Катер ли пройдет по морю, теплоход ли, военный корабль, лодка ли какая или попытаются взметнуть его поверхность отчаянные купальщики, заплывающие до буйков и дальше, оно дружелюбно-спокойно ровняет водную гладь и возвращается к прежнему раздумью. Будто ничего и не было! Ни катера не было, ни теплохода, ни военного корабля, ни лодки, ни купальщиков. Ничего!
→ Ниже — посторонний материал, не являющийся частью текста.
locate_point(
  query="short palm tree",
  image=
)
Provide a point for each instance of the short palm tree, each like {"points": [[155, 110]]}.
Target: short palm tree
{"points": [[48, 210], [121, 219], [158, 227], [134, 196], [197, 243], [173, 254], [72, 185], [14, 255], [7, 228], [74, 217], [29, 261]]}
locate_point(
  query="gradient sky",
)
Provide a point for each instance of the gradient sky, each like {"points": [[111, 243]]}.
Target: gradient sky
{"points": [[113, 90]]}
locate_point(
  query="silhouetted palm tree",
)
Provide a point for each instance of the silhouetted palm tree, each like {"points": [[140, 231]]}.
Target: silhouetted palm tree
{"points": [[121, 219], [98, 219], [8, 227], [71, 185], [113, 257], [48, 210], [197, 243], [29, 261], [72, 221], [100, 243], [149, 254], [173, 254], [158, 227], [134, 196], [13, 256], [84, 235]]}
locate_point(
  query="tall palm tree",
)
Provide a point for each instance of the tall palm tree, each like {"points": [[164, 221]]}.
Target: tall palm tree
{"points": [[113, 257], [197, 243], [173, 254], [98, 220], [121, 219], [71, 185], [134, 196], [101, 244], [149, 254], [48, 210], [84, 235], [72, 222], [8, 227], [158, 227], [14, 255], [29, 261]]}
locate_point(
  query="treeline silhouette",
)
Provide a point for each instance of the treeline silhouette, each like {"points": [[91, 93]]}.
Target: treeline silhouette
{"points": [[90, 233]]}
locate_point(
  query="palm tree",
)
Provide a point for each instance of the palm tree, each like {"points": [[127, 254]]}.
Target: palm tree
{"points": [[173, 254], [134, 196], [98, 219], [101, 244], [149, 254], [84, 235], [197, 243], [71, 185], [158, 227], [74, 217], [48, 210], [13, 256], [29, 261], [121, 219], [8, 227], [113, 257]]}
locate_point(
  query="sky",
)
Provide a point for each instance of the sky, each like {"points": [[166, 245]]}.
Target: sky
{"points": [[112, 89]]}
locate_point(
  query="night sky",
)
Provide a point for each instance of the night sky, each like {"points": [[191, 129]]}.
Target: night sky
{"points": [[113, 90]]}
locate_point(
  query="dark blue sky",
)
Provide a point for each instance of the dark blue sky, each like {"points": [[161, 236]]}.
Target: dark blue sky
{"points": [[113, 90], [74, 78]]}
Море не перекричать ни криками на пляже, ни гулом транзисторных приемников. Море заглушает их. Море заглушает шум дороги с бесконечно движущимся транспортом, и шум толп отдыхающих, и гудки электровозов и электричек, несущихся между морем и горами. Между морем и той горой…
…На той горе, если подняться по ней не очень высоко, была тропа. Говорили, что тропа вела к Голубому озеру и к леднику.
Говорили…
Таня не поднималась туда — не видела Голубого озера, не знала ледника. Знала только, что на этом леднике работала мама. И там все случилось…
Они поднимались в гору вдвоем с Тошкой. Ошарашенный дорогой, непривычной обстановкой, морем, горами, Тошка ничего не понимал — тянул изо всех сил поводок и рвался вперед, в гору. Они шли мимо высоких и непохожих на подмосковные деревьев. Даже похожие были непохожи. Дикорастущий клен и ольха. Ясень и дуб. Самшит и эвкалипт. Фундук и граб. Бук и пихта. Они напоминали что-то знакомое, лесное, но деревья были другие, не такие, какими их, не замечая, привыкла видеть Таня в подмосковных лесах.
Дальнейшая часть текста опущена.